The study also estimates that delays in applying evidence-based treatment lead to annual avoidable costs totalling $40 billion. The researcher analysed four disease areas in which patients either are not diagnosed early or treatment is not initiated promptly, and found that the largest avoidable impact is in diabetes, where such delays increased outpatient visits and hospitalisations. A reduction in this source of avoidable costs is possible if insurance courage is expanded, and if at-risk patients are able to receive appropriate screening and diagnostic testing, it says.
The researchers also find some signs of improvement in the responsible use of antibiotics. Misuse of these drugs contributes to antimicrobial resistance and to an estimated $34 billion each year in avoidable inpatient care costs, while an additional $1 billion is misspent on about 31 million inappropriate antibiotic prescriptions dispensed each year in the US, typically for viral infections, they note. However, they find encouraging signs that efforts to drive responsible use of antibiotics are paying off, particularly in the declining number of prescriptions for the common cold and flu - these viral infections do not respond to antibiotics.
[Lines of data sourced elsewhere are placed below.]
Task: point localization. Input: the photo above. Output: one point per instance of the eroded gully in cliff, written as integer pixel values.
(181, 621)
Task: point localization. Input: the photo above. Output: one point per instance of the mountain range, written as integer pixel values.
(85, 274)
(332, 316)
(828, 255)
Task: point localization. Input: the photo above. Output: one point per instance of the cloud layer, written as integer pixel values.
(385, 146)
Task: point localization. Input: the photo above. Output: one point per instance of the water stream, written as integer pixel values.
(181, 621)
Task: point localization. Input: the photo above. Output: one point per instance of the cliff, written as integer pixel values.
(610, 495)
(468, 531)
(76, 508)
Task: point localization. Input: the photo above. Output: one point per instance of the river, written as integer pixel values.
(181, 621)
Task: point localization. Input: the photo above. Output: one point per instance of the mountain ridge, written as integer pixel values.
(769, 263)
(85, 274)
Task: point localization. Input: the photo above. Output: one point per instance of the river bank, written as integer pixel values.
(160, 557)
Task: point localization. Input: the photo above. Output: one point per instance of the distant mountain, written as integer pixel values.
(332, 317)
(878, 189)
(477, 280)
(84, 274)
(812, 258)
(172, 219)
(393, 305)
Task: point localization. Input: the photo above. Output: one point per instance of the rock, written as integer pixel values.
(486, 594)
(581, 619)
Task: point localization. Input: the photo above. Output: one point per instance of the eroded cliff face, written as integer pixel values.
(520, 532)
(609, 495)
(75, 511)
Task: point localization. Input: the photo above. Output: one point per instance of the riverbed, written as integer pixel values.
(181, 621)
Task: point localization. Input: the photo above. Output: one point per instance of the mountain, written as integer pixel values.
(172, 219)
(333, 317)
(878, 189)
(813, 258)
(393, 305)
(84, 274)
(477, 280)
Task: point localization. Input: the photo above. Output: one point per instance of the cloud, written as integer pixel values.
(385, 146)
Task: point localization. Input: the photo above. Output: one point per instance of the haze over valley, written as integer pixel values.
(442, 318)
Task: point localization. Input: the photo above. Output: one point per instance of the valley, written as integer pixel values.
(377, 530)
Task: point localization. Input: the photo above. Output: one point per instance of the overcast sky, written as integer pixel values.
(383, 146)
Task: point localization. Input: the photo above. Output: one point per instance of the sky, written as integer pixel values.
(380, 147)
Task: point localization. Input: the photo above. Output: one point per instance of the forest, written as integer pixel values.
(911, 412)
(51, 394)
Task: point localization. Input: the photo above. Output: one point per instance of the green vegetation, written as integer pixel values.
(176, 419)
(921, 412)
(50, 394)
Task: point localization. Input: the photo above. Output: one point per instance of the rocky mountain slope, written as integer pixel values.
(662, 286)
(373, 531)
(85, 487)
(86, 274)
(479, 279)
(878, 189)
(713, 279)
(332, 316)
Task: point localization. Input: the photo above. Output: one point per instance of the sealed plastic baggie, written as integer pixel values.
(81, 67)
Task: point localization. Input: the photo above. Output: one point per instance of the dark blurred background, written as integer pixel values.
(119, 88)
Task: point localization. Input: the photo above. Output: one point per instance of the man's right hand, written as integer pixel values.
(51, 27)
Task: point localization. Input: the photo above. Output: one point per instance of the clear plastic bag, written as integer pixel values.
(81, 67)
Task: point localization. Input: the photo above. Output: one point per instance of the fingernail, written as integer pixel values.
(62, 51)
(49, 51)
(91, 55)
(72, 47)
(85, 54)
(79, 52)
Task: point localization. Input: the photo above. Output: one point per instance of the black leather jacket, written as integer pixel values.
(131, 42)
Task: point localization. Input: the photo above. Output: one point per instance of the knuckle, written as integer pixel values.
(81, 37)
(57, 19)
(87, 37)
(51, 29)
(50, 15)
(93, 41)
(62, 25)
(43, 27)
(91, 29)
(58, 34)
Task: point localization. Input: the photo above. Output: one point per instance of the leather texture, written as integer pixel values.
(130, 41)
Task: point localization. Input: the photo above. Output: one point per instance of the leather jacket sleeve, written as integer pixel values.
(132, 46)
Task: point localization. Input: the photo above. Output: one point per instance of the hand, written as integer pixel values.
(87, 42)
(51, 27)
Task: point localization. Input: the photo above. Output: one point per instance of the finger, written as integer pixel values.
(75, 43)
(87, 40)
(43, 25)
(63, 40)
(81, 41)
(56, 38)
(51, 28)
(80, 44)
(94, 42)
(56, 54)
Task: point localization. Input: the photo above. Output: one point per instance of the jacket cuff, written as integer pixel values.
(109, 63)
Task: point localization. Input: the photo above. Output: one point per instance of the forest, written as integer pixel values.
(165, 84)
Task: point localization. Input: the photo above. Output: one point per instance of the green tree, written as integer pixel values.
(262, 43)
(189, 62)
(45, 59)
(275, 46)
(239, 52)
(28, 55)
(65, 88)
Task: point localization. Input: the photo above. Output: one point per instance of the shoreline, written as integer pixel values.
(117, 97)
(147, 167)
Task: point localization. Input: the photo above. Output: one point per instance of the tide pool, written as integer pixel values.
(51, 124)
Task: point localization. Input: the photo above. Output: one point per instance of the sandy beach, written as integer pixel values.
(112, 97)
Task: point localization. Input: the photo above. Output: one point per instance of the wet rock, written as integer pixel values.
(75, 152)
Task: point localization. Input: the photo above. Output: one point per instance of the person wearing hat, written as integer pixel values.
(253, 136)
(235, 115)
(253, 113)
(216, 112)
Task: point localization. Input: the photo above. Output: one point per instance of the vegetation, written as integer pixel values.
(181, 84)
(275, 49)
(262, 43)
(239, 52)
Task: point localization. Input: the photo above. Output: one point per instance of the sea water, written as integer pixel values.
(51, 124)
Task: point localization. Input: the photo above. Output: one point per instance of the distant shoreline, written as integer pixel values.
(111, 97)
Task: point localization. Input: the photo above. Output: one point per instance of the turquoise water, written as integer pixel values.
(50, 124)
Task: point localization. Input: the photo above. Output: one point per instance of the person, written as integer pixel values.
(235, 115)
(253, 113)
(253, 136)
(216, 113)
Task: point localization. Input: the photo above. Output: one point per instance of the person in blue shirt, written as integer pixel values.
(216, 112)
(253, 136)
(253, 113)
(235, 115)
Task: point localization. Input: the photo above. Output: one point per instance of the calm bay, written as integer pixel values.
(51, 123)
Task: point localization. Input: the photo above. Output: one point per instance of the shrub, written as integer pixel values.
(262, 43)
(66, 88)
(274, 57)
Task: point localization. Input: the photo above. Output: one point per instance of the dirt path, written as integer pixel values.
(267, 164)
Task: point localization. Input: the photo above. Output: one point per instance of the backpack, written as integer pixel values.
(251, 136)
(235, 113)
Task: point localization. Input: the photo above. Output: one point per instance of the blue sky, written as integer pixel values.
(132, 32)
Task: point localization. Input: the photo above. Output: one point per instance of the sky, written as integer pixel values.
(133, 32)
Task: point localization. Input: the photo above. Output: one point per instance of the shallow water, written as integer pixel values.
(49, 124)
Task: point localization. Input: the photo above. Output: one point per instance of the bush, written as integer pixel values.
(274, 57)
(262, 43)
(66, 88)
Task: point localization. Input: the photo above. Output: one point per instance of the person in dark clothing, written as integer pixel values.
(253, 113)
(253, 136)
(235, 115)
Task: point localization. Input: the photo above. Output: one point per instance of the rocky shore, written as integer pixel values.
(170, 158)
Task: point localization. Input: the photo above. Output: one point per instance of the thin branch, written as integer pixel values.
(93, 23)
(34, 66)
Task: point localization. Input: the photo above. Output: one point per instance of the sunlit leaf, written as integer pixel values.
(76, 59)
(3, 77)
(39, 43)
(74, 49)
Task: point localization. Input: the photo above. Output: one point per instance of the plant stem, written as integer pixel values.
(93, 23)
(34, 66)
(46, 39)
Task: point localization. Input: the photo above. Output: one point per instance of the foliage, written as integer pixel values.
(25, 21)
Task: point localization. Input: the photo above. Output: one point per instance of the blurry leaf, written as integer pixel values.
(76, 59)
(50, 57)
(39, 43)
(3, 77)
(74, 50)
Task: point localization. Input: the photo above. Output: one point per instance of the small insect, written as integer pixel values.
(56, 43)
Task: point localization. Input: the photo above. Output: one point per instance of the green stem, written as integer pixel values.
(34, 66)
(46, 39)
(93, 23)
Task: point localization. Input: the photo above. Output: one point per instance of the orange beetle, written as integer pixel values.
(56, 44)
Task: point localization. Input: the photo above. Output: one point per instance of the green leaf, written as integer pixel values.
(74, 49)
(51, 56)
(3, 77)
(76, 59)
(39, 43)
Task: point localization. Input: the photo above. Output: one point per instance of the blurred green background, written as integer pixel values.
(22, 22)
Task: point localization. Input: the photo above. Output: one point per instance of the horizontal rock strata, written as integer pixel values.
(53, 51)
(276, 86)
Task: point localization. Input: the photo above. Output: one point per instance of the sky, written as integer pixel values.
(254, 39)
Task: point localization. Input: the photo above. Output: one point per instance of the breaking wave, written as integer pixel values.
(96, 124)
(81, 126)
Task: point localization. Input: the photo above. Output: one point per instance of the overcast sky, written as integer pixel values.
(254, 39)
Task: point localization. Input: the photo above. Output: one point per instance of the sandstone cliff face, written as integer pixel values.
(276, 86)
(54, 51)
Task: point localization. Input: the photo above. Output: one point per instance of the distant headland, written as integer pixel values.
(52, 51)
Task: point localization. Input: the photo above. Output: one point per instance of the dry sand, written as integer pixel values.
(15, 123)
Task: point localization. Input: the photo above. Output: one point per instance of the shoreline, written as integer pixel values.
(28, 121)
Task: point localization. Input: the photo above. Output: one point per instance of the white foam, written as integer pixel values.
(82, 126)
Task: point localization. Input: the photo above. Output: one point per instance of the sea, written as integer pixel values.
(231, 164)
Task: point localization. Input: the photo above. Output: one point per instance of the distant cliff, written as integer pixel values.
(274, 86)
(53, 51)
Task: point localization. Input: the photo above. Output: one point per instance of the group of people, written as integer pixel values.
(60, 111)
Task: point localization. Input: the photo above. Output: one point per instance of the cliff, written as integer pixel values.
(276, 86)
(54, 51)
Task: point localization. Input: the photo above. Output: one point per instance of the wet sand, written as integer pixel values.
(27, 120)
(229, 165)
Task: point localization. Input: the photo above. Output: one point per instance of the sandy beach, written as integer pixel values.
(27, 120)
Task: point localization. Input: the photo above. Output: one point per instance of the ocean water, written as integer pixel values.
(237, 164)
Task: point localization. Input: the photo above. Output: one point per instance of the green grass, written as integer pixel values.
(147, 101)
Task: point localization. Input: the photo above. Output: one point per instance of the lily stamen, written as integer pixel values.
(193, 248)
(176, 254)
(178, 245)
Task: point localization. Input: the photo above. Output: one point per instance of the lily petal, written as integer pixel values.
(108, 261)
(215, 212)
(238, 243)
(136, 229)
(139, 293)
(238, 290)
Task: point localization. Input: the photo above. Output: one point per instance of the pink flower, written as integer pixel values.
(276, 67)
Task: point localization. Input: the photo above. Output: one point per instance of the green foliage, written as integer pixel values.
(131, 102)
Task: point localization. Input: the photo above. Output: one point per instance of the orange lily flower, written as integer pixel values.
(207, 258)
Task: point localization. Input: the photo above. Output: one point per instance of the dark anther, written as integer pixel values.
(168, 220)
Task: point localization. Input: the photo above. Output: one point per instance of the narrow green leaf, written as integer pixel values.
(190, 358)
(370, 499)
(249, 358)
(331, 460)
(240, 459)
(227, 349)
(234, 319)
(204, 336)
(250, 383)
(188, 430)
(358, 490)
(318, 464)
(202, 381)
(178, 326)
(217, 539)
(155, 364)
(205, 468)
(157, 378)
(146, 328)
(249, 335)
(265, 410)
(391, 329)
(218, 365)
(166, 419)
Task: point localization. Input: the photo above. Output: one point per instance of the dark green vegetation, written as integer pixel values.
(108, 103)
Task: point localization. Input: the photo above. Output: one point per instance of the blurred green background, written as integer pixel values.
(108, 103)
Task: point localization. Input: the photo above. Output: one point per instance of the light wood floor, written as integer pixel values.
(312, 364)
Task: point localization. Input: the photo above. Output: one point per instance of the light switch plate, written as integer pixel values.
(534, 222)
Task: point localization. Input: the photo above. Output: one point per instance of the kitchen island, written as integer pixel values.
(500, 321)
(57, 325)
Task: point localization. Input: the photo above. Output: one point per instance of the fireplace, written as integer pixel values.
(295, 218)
They also report that many efforts are underway in the US to address the underlying causes of avoidable spending and to improve medication use. A large number of initiatives are advancing across the healthcare landscape, including novel interventions, critical assessments of established solutions and pioneering models of stakeholder cooperation, they say. Moreover, many of these initiatives involve a greater role for pharmacists, an integrated approach to addressing patient issues, alignment of financial incentives and greater use of healthcare informatics to guide decision-making and monitor progress, says IMS.